Preocupado em manter vivo o estilo musical em sua tradição, Carlos Villela é muito crítico ao que classifica como “desvirtuação do forró”. “Tem tanta coisa hoje que se faz e diz que é forró. Nada contra, mas é importante quando a gente tem essa oportunidade de expor a origem. Você pode até derivar, mas derivações positivas, como o Tropicalismo ou a Bossa Nova, que é nada menos que o que Caymmi já fazia. O problema é que o forró gerou 90% de derivações negativas”, afirma o músico, acrescentando que tal fenômeno não surgiu somente agora. “Gonzaga depois dos anos 50 foi pro ostracismo devido à ascensão da musica brega daquela época. Quando chegou final dos anos 70 veio outra coisa dizendo que é forró, que é a coisa de duplo sentido. E ai veio Sandro Beker, tal. E era um duplo sentido louco. Ai Luiz Gonzaga novamente foi pro ostracismo e esses caras estouraram, ganharam disco de ouro fazendo uma música que na verdade não acrescentava nada no ponto de vista cultural, da evolução do ser humano, da poesia. E eu acho que a arte é isso, ter uma conexão com tempo de forma positiva. Depois, com o tempo, é que Flávio José, através de Maciel Melo, trouxe a poesia de volta, já nos anos 90”, diz Villela, que soma mais de 20 anos de carreira e já teve composições gravadas por nomes como o próprio Flávio José, além de Genival Lacerda, Targino Gondim, Elba Ramalho e Fagner.
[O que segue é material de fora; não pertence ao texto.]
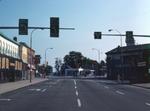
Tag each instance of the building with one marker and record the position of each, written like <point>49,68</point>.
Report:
<point>129,63</point>
<point>10,62</point>
<point>16,60</point>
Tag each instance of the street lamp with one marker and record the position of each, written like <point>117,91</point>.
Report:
<point>31,51</point>
<point>110,30</point>
<point>46,52</point>
<point>98,51</point>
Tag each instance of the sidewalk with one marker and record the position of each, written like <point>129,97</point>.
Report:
<point>10,86</point>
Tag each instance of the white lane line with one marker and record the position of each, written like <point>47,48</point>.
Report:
<point>75,82</point>
<point>119,92</point>
<point>5,99</point>
<point>77,93</point>
<point>43,90</point>
<point>38,89</point>
<point>32,89</point>
<point>79,102</point>
<point>148,104</point>
<point>106,87</point>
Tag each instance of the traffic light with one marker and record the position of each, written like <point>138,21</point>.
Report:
<point>97,35</point>
<point>129,34</point>
<point>129,38</point>
<point>23,26</point>
<point>54,27</point>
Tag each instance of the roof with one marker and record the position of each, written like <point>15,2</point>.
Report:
<point>129,48</point>
<point>5,37</point>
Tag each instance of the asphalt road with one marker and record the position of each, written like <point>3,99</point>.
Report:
<point>76,95</point>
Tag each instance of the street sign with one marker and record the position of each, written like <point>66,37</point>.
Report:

Nesta linha do tempo do que Villela chama de “desvirtuação do forró” entram também bandas que fizeram muito sucesso. “Depois que acabou o forró de duplo sentido chegam grupos como Mastruz com Leite e Magníficos, uma coisa que não tem nada a ver, dizendo que é forró, mas que de forró só era o nome, porque já era uma lambada no meio do negócio, com uns textos machistas”, critica o músico, que enxerga também em Aviões do Forró superficialidade e mega-estrutura semelhante. Mas nem toda postura empresarial gigantesca ele vê com maus olhos. “Adelmário Coelho adotou essa postura, mas enfatizando o autêntico forró, ou seja, pode ser pop star do forró, mas valorizando a tradição”, explica Carlos Villela, sem deixar de comentar sobre o Forró Universitário. “É um título horroroso, né? O outro era analfabeto? É um preconceito enorme. Isso existe só para o ritmo ser aceito no sul, para tocar nos lugares bacanas, pra justificar Falamansa. Eles têm até um aspecto positivo, textos bacanas, modernos, mas é tudo pra isso. Hoje em dia tem até Arrocha Universitário, é tudo safadeza”, declara.
ServiçoO QUÊ: Projeto Viva Gonzagão, com Carlos Villela, Eugênio Cerqueira, Marquinhos Café e Genaro
QUANDO: Estreia sábado, 11 de abril, das 14h às 18h. Projeto segue em cartaz quinzenalmente, aos sábados, até junho.